Refrath Badminton Cup 2015 1 600

Vor einem aufregenden Turnierwochenende steht die Badminton-Abteilung des TV Refrath. Zum dritten Mal wird der Internationale Refrath Cup in der Halle Steinbreche stattfinden. Nachdem das Turnier 2013 ins Leben gerufen wurde, ist seit der letzten Auflage die Firma Babolat Namensgeber und Hauptsponsor.

Zum ersten Mal wurde auch die Altersklasse U11 ausgeschrieben, in der 43 Mädchen und Jungen  gemeldet haben. Am Samstag wird ab 12 Uhr in der Halle der Gesamtschule Ahornweg aufgeschlagen, das Gros der Spieler kommt aus allen Ecken Deutschlands, einzelne auch aus Belgien und Frankreich.
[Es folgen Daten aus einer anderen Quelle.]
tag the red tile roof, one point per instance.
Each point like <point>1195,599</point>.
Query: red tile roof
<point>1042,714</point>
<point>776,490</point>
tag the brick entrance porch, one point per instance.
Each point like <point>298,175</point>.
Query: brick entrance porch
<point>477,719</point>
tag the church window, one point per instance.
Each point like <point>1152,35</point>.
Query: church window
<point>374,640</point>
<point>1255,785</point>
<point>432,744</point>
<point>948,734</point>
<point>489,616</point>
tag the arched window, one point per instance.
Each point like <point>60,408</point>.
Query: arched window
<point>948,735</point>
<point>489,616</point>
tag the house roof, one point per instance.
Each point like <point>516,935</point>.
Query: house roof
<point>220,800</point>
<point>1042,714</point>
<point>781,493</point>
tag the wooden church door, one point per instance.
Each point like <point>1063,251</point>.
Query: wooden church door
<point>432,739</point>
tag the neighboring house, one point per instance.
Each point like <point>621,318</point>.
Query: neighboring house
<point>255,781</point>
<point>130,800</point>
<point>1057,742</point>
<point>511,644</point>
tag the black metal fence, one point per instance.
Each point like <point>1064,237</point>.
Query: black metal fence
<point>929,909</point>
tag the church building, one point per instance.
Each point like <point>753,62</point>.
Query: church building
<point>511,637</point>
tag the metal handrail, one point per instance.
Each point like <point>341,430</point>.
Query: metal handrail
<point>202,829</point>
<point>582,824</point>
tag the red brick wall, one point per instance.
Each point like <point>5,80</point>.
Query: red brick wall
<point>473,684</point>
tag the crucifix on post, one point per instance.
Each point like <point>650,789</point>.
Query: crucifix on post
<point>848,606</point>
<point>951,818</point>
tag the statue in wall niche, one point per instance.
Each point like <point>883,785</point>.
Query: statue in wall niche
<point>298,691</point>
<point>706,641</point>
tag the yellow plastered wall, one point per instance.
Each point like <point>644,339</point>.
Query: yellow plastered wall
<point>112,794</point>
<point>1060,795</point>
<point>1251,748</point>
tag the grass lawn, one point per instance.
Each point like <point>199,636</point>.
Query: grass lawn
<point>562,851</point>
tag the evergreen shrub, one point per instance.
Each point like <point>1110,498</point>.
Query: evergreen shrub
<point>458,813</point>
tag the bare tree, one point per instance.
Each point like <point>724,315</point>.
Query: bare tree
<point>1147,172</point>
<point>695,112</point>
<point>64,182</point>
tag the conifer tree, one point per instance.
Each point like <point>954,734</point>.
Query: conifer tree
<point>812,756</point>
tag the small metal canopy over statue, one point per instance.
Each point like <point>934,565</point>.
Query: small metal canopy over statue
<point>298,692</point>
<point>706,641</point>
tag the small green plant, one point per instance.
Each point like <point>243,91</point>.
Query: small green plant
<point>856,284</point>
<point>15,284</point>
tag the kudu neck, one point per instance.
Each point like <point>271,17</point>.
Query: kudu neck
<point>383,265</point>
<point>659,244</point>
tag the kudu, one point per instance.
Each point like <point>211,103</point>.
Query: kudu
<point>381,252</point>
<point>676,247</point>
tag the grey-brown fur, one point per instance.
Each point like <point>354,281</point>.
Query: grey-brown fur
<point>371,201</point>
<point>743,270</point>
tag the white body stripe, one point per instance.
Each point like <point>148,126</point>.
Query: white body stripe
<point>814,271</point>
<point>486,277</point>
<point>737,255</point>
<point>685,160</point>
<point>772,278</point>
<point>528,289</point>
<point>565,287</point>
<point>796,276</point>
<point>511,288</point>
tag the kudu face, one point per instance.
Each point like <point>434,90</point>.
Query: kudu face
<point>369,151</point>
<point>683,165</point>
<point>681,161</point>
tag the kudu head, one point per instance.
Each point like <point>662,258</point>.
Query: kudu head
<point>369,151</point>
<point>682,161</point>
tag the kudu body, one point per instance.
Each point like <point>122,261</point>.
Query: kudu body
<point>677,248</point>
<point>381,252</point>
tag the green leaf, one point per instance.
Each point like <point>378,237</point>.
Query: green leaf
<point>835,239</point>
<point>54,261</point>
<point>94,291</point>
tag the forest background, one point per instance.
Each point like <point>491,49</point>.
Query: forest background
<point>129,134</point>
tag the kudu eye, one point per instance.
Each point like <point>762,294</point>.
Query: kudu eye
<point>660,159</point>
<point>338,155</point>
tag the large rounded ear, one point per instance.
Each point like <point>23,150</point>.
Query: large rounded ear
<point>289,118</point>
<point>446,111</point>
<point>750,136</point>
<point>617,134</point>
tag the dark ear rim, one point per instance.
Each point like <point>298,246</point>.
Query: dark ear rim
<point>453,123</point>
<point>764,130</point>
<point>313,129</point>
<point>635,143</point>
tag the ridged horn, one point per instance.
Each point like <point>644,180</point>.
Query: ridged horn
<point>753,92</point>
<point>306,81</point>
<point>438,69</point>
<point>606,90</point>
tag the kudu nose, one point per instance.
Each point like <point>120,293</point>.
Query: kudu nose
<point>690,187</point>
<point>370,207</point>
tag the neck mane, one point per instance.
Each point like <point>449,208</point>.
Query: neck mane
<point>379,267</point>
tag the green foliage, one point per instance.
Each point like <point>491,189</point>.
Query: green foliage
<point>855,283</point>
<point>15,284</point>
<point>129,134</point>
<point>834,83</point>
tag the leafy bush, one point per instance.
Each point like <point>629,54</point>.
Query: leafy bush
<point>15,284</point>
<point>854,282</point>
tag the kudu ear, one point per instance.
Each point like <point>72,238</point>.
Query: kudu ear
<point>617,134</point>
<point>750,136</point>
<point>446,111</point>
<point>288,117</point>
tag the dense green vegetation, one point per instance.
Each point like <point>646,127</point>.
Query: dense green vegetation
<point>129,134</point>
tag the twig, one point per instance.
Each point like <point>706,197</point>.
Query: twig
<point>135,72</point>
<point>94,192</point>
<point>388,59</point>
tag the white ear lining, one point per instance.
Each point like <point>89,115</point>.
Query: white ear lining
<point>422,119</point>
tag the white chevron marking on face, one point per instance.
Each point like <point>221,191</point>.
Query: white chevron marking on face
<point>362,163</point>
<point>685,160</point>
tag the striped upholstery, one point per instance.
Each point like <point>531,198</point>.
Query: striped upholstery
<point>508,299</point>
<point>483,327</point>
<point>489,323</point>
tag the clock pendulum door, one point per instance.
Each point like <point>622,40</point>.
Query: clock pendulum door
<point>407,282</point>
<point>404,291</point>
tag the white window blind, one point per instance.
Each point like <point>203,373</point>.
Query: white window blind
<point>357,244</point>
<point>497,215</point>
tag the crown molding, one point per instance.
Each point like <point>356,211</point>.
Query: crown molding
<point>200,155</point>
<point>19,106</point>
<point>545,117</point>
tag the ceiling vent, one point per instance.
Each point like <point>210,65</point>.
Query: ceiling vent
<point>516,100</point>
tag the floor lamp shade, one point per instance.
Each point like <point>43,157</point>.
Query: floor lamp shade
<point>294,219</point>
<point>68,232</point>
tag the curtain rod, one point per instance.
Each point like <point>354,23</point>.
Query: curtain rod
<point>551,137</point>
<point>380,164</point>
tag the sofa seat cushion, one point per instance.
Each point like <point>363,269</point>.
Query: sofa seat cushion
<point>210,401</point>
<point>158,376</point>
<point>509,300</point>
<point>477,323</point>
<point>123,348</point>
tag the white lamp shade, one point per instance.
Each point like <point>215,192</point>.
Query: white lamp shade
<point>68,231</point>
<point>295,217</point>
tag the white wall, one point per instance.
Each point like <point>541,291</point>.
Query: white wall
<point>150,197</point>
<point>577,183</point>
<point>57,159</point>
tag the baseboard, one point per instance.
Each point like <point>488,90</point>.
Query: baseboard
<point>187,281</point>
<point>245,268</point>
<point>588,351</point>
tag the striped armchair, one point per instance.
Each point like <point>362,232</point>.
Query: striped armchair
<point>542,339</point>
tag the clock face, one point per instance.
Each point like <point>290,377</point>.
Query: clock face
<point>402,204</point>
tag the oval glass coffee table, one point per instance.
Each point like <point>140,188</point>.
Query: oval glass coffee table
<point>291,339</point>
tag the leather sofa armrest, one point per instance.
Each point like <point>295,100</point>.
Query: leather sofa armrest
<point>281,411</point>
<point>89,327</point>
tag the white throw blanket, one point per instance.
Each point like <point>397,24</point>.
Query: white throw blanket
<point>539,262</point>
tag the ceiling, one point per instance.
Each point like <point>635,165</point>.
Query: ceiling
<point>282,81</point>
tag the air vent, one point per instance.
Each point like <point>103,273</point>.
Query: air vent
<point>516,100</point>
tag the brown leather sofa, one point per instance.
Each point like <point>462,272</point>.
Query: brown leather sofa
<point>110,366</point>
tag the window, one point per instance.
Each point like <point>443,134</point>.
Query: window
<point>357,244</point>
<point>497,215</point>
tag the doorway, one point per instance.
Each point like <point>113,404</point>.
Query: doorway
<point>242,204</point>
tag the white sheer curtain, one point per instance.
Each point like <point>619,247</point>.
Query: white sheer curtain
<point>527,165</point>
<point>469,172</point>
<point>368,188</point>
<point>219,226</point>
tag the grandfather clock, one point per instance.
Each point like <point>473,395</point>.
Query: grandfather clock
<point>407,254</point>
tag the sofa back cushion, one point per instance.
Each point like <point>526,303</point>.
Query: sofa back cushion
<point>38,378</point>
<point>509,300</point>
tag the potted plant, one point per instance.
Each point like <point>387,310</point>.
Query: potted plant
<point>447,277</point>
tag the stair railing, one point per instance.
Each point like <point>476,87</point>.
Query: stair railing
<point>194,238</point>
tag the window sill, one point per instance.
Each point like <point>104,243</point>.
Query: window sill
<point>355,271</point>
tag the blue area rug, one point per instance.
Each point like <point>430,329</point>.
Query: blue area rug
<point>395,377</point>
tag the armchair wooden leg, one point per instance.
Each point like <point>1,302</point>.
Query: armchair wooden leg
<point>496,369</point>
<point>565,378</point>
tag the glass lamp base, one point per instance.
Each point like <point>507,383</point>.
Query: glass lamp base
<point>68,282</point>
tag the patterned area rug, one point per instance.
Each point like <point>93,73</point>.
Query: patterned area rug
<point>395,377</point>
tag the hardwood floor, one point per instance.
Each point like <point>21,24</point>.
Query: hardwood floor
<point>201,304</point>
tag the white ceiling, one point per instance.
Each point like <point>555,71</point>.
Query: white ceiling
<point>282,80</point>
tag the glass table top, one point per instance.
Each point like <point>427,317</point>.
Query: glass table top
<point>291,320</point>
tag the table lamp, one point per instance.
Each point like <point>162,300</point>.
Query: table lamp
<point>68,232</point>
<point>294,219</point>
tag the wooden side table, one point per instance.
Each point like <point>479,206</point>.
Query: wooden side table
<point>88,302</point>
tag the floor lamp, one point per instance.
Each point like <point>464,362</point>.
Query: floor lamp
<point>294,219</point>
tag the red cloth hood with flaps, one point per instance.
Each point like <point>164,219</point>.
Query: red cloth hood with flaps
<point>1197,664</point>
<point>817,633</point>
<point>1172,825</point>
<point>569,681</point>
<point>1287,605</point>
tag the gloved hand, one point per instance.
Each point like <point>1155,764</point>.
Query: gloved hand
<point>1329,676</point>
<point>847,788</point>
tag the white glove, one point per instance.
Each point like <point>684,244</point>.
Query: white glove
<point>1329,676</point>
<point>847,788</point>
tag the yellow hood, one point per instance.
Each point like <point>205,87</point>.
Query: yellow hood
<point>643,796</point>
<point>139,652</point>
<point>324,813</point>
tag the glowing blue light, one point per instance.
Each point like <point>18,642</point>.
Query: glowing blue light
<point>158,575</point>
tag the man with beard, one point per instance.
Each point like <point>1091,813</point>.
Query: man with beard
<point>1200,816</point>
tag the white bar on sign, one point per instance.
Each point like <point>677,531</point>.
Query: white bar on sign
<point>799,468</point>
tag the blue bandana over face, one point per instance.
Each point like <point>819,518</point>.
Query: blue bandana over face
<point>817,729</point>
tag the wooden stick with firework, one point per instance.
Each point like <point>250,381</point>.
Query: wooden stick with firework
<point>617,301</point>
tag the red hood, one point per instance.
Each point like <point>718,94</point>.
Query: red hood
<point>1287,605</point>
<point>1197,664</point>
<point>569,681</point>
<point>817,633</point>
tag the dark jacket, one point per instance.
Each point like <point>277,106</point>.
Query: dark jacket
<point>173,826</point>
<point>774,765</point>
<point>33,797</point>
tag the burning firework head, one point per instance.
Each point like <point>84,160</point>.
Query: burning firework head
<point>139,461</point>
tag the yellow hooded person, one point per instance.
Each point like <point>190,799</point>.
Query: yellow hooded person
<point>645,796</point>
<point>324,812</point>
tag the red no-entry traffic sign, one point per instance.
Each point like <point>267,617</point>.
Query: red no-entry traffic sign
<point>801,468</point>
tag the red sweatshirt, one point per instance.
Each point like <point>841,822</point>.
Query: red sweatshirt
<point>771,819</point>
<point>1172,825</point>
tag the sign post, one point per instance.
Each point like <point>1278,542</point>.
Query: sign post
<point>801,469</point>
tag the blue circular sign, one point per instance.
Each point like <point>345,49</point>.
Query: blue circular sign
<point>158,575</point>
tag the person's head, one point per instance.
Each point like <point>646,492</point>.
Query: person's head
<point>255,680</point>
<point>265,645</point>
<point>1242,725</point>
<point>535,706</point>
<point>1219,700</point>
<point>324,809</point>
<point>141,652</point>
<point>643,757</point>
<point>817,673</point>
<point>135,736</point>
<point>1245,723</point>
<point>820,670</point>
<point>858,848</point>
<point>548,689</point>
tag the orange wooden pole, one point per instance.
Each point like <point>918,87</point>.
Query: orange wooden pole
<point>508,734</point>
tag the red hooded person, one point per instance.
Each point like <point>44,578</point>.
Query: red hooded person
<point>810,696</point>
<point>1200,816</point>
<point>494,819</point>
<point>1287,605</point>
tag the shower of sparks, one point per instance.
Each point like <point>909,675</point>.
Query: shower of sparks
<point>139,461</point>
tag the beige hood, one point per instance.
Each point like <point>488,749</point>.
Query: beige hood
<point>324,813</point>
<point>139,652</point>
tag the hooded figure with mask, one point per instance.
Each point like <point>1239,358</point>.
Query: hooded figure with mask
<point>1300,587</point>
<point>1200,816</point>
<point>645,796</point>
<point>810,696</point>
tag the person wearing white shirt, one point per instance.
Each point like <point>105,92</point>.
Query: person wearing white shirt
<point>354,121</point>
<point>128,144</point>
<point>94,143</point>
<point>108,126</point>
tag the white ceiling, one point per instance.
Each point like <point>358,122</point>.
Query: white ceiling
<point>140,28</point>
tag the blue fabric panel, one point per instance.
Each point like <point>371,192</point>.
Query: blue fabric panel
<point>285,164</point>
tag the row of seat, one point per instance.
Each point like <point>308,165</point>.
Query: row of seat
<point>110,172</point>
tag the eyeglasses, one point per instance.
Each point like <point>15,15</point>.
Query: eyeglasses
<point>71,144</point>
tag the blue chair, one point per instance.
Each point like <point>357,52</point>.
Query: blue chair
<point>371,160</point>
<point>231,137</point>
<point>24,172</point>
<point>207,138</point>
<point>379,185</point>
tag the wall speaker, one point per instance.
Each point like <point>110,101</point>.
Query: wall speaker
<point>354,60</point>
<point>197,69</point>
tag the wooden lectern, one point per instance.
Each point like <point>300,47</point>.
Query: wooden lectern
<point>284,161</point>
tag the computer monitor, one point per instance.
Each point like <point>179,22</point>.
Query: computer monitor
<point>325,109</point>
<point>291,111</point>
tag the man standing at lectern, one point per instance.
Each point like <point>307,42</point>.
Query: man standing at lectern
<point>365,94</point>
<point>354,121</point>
Das Turnier ist Teil der neu ins Leben gerufenen „U11 German-Masters-Serie“, so dass die besten deutschen Badmintonspieler dieser Altersklasse überwiegend am Start sind.

Parallel spielen die Jahrgänge 2003 und 2004 (Altersklasse U13) in der Refrather Halle Steinbreche die Sieger aus. Am Freitag geht es ab 14 Uhr los mit dem Mixed, bevor am Samstag die Einzel gespielt werden und das Turnier am Sonntag mit dem Doppel abschließt. Das Mixed-Endspiel findet am Samstag um 9 Uhr statt, die Einzelfinals werden am Sonntag um 9 Uhr aufgerufen. Im Doppel geht es ca. um 14:30 Uhr um den Turniersieg.

115 Starter aus Deutschland (64), Frankreich (21), England (13)  Holland (9) und Belgien (8) haben gemeldet und obwohl anders als im letzten Jahr Einzelstarter aus Schweden und Dänemark fehlen, ist Turnierdirektor Heinz Kelzenberg zufrieden: „Wir haben die besten Spieler aus fünf Nationen, darüber sind wir sehr glücklich. Uns erwartet aber eine Herkulesaufgabe, denn wir müssen insgesamt knapp 400 Spiele über die Bühne bringen. Das ist die größte organisatorische Herausforderung, die wir bisher bewältigen mussten“.

Vor allem in Frankreich und England ist der „Refrath Cup“ inzwischen zu einem festen Ziel geworden. Kelzenberg: „Wir bekamen ein Top-Feedback, so dass jetzt gleich mehrere Regionalteams an unsere Tür geklopft haben“. Trotz der hohen Meldezahlen denkt der TVR-Boss schon über Expansionsmöglichkeiten nach: „Mal sehen, ob es mehr Sinn macht, die U11er verstärkt mit ins Boot zu holen, oder ob Interesse bei den Nationen an U15 besteht“. Diese spielen aktuell parallel in Langenfeld gemeinsam mit U17 und U19.

Aus sportlicher Sicht können die 11 Talente des TVR diesmal zwar in ordentlicher Anzahl mitspielen, doch zu vorderen Plätzen wird es nicht reichen. Wie in den vergangenen Jahren wird keine Übermacht einer einzigen Nation zu erwarten sein und die Titel könnten sich auf mindestens drei Nationen verteilen.